How is cancer detected?
Some types of cancer are diagnosed with screening tests, such as mammograms for breast cancer, Pap smears for cervical cancer, PSA tests for prostate cancer or periodic visual examinations for skin cancer.
In other cases, people with cancer notice symptoms such as an unusual lump or a sore that won’t heal. Blood tests, biopsies (removal of a small tissue sample for testing) and different types of imaging (such as CT scans or ultrasound) can confirm a cancer diagnosis. But many cancers have no symptoms during their early stages and are not diagnosed until they are advanced and hard to treat.
How is cancer treated?
Cancer treatment will depend on a variety of factors, such as where the cancer is located, its genetic characteristics, how large it is and whether it has spread from its original site to other parts of the body at the time of diagnosis. Cancers are classified by stage, which helps determine prognosis and treatment options.

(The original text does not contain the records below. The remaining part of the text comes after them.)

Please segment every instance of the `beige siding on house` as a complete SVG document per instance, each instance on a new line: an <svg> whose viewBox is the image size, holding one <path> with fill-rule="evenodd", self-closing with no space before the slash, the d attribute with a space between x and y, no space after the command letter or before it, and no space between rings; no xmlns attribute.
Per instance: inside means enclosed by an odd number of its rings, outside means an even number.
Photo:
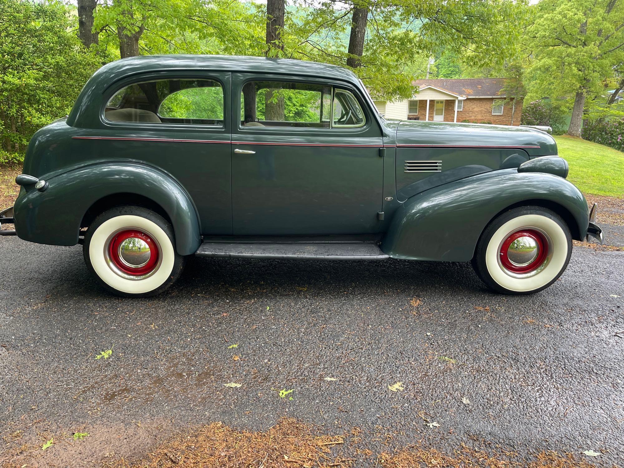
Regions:
<svg viewBox="0 0 624 468"><path fill-rule="evenodd" d="M421 100L423 99L431 99L432 100L437 99L438 100L440 100L441 99L453 99L452 95L449 94L448 93L438 91L437 89L429 88L428 89L423 89L421 90L420 92L414 96L414 99L419 99Z"/></svg>
<svg viewBox="0 0 624 468"><path fill-rule="evenodd" d="M377 107L377 112L379 114L385 115L386 115L386 101L384 100L374 100L373 103Z"/></svg>
<svg viewBox="0 0 624 468"><path fill-rule="evenodd" d="M386 104L386 118L400 119L404 120L407 118L407 100Z"/></svg>

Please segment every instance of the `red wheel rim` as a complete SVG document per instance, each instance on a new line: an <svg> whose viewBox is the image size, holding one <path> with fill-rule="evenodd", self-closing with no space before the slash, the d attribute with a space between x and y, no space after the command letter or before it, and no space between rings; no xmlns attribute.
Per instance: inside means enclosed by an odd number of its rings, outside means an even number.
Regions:
<svg viewBox="0 0 624 468"><path fill-rule="evenodd" d="M537 253L530 262L519 265L509 259L509 247L514 241L521 237L527 237L532 240L537 247ZM548 256L548 243L544 235L535 229L523 229L509 235L500 245L499 256L502 266L514 273L527 273L533 271L544 263Z"/></svg>
<svg viewBox="0 0 624 468"><path fill-rule="evenodd" d="M134 266L124 261L120 256L120 250L122 243L130 238L137 238L140 239L149 248L150 257L147 261L140 265ZM109 255L110 260L116 268L127 275L139 276L146 275L152 271L158 263L160 251L158 246L154 240L144 232L135 230L127 230L117 233L113 237L109 243Z"/></svg>

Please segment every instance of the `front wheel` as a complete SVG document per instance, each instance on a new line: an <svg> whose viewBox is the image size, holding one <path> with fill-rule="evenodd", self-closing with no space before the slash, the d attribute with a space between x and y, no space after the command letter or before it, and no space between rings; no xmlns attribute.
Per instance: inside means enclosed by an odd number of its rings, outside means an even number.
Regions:
<svg viewBox="0 0 624 468"><path fill-rule="evenodd" d="M83 253L100 285L119 296L155 296L180 276L185 258L175 251L171 225L140 207L104 212L89 227Z"/></svg>
<svg viewBox="0 0 624 468"><path fill-rule="evenodd" d="M485 228L472 266L495 291L531 294L561 276L572 252L572 235L561 217L540 207L522 207L501 215Z"/></svg>

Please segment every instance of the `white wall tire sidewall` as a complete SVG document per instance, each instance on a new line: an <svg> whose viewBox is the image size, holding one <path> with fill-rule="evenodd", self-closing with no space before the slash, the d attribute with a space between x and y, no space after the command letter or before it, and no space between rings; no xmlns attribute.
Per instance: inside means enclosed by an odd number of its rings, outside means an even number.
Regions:
<svg viewBox="0 0 624 468"><path fill-rule="evenodd" d="M552 257L545 268L527 278L509 276L499 263L499 246L512 233L522 228L535 227L544 231L552 241ZM485 266L499 286L517 293L535 291L557 278L565 266L570 248L565 232L555 221L542 215L523 215L505 223L494 232L485 250Z"/></svg>
<svg viewBox="0 0 624 468"><path fill-rule="evenodd" d="M111 270L104 255L110 235L124 228L137 228L144 231L159 246L161 261L157 270L142 280L122 278ZM122 215L105 221L91 236L89 245L89 258L95 274L111 288L127 294L143 294L154 291L164 283L173 270L175 252L173 243L162 228L149 219L140 216Z"/></svg>

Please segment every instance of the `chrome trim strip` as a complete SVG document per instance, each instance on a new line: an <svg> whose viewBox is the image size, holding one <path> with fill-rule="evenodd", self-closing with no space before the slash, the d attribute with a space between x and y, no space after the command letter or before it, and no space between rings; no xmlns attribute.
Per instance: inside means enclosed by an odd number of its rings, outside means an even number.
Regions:
<svg viewBox="0 0 624 468"><path fill-rule="evenodd" d="M139 137L72 137L76 140L120 140L124 141L178 142L180 143L220 143L233 145L273 145L275 146L318 146L349 148L389 148L388 145L349 145L339 143L286 143L274 142L233 142L229 140L185 140L175 138L144 138Z"/></svg>
<svg viewBox="0 0 624 468"><path fill-rule="evenodd" d="M419 145L397 144L397 148L539 148L539 145Z"/></svg>
<svg viewBox="0 0 624 468"><path fill-rule="evenodd" d="M179 138L144 138L141 137L72 137L75 140L121 140L137 142L179 142L181 143L232 143L229 140L185 140Z"/></svg>

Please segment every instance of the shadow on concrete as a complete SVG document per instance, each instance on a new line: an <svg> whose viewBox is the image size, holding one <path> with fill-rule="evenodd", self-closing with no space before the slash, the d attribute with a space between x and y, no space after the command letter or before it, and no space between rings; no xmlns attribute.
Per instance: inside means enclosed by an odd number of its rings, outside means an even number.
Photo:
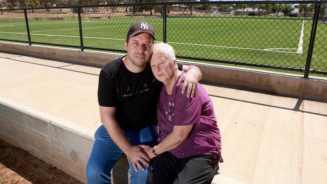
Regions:
<svg viewBox="0 0 327 184"><path fill-rule="evenodd" d="M237 86L201 83L210 85L206 87L209 96L327 117L327 101L305 99L301 97L265 93ZM210 90L208 88L214 88ZM234 90L232 90L231 93L230 90L225 91L224 88L234 89ZM246 91L247 93L242 93L242 91ZM269 96L278 96L285 99L278 102L272 101L269 100L273 98L267 98Z"/></svg>
<svg viewBox="0 0 327 184"><path fill-rule="evenodd" d="M83 183L28 152L1 139L0 181L4 183Z"/></svg>

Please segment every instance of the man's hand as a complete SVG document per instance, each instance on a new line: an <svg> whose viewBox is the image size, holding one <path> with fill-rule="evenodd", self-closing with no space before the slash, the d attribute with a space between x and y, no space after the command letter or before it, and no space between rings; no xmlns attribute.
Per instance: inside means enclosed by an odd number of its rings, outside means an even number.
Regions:
<svg viewBox="0 0 327 184"><path fill-rule="evenodd" d="M183 66L183 70L184 69ZM186 97L192 98L196 96L198 81L201 79L202 74L200 69L194 66L189 66L186 71L185 74L178 80L177 85L179 85L182 81L184 81L182 94L184 94L185 93L185 89L187 88Z"/></svg>
<svg viewBox="0 0 327 184"><path fill-rule="evenodd" d="M150 158L143 149L149 148L149 146L145 145L132 145L125 153L129 160L133 164L134 170L137 172L137 167L142 171L144 170L142 164L143 163L147 167L149 166L148 162L150 161Z"/></svg>
<svg viewBox="0 0 327 184"><path fill-rule="evenodd" d="M146 154L147 154L150 159L152 159L153 157L155 157L155 155L154 155L153 153L152 153L152 147L149 147L147 148L144 148L144 151Z"/></svg>

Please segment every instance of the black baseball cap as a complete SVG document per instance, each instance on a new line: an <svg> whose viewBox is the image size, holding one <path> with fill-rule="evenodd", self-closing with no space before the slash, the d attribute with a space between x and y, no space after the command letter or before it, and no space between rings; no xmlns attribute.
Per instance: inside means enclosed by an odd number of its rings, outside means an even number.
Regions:
<svg viewBox="0 0 327 184"><path fill-rule="evenodd" d="M149 23L144 21L137 21L131 25L129 30L127 32L127 38L128 39L128 38L143 32L149 34L155 40L153 27Z"/></svg>

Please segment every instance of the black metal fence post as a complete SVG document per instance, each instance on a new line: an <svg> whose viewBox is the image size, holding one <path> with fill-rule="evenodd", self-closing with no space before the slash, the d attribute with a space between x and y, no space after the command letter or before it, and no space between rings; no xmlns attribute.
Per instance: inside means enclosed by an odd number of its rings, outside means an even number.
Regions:
<svg viewBox="0 0 327 184"><path fill-rule="evenodd" d="M166 39L167 39L167 25L166 23L167 23L167 6L166 5L166 4L164 3L164 6L162 7L162 21L164 23L164 28L163 28L163 32L164 32L164 35L163 35L163 38L164 40L162 40L162 42L164 43L166 43Z"/></svg>
<svg viewBox="0 0 327 184"><path fill-rule="evenodd" d="M27 19L27 12L26 9L24 10L24 15L25 16L25 22L26 23L26 30L27 31L27 37L28 37L28 44L32 45L31 42L31 35L30 34L30 26L28 25L28 19Z"/></svg>
<svg viewBox="0 0 327 184"><path fill-rule="evenodd" d="M314 14L313 15L313 23L311 31L311 35L310 36L310 42L309 43L309 49L308 50L308 55L306 57L306 64L305 64L305 69L304 70L304 77L309 76L310 72L310 66L311 65L311 60L312 58L312 53L313 51L313 46L314 46L314 39L315 38L315 33L317 31L317 24L318 24L318 18L319 18L319 10L321 3L317 2L314 6Z"/></svg>
<svg viewBox="0 0 327 184"><path fill-rule="evenodd" d="M82 33L81 27L81 18L80 18L80 13L82 12L82 9L78 8L78 28L79 28L79 39L80 40L80 50L84 51L84 46L83 45L83 34Z"/></svg>

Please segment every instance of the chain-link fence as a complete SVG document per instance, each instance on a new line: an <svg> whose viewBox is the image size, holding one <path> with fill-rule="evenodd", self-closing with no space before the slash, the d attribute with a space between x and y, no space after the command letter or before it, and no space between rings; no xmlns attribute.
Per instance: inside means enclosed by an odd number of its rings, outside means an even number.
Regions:
<svg viewBox="0 0 327 184"><path fill-rule="evenodd" d="M327 1L156 3L3 10L0 40L125 52L150 23L180 58L327 74Z"/></svg>

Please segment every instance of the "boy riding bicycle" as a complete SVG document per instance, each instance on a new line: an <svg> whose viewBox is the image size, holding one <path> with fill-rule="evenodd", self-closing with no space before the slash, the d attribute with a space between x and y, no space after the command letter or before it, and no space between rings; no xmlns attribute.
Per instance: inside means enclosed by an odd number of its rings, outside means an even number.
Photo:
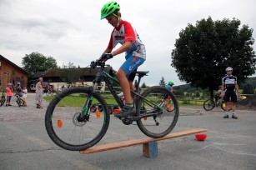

- Stage 0: carcinoma in situ, or noninvasive precancerous abnormal cells
- Stage I: small noninvasive primary tumors that have not spread beyond the original site
- Stage II: larger tumors without involvement of nearby lymph nodes, or only minimal involvement
- Stage III: larger tumors that have spread to local lymph nodes and surrounding tissues
- Stage IV: cancer that has spread to distant parts of the body
Cancer has traditionally been treated with a combination of surgery, chemotherapy and radiation therapy. If a cancer is caught early enough, it can sometimes be completely removed, a procedure known as resection. People who have this type of surgery may also need chemotherapy or radiation therapy to kill any residual cancer cells that might remain.
Traditional chemotherapy drugs work by killing fast-growing cells. But in addition to cancer cells, it can also destroy rapidly dividing healthy cells, such as those in the gut, bone marrow or hair follicles, leading to side effects including nausea, low blood cell counts and hair loss.
Targeted therapies work against cancers with specific characteristics. For example, they may interfere with signaling pathways that regulate cell growth or prevent formation of blood vessels needed to supply a growing tumor. Hormone or endocrine therapy deprives tumors of hormones that stimulate their growth. Targeted treatment is often better tolerated than traditional chemotherapy, but the cancer may develop resistance over time.
Immunotherapy, the newest type of treatment, helps the immune system fight cancer. For example, some tumors can turn off immune responses against them, and checkpoint inhibitors can restore T cells’ ability to recognize and destroy cancer cells. The risk with this type of treatment is that it can trigger excessive immune responses that damage healthy tissue. Current immunotherapy drugs work for only a subset of patients, and it is not easy to predict who will benefit.
In some cases, treatment leads to complete remission, meaning no detectable cancer remains. Some cancers are considered cured if remission lasts five years or more. Other people experience partial remission, or tumor shrinkage, which can relieve cancer symptoms and prolong survival. Cancer is easier to treat if it is caught early, which is why it is important to get the recommended screening tests.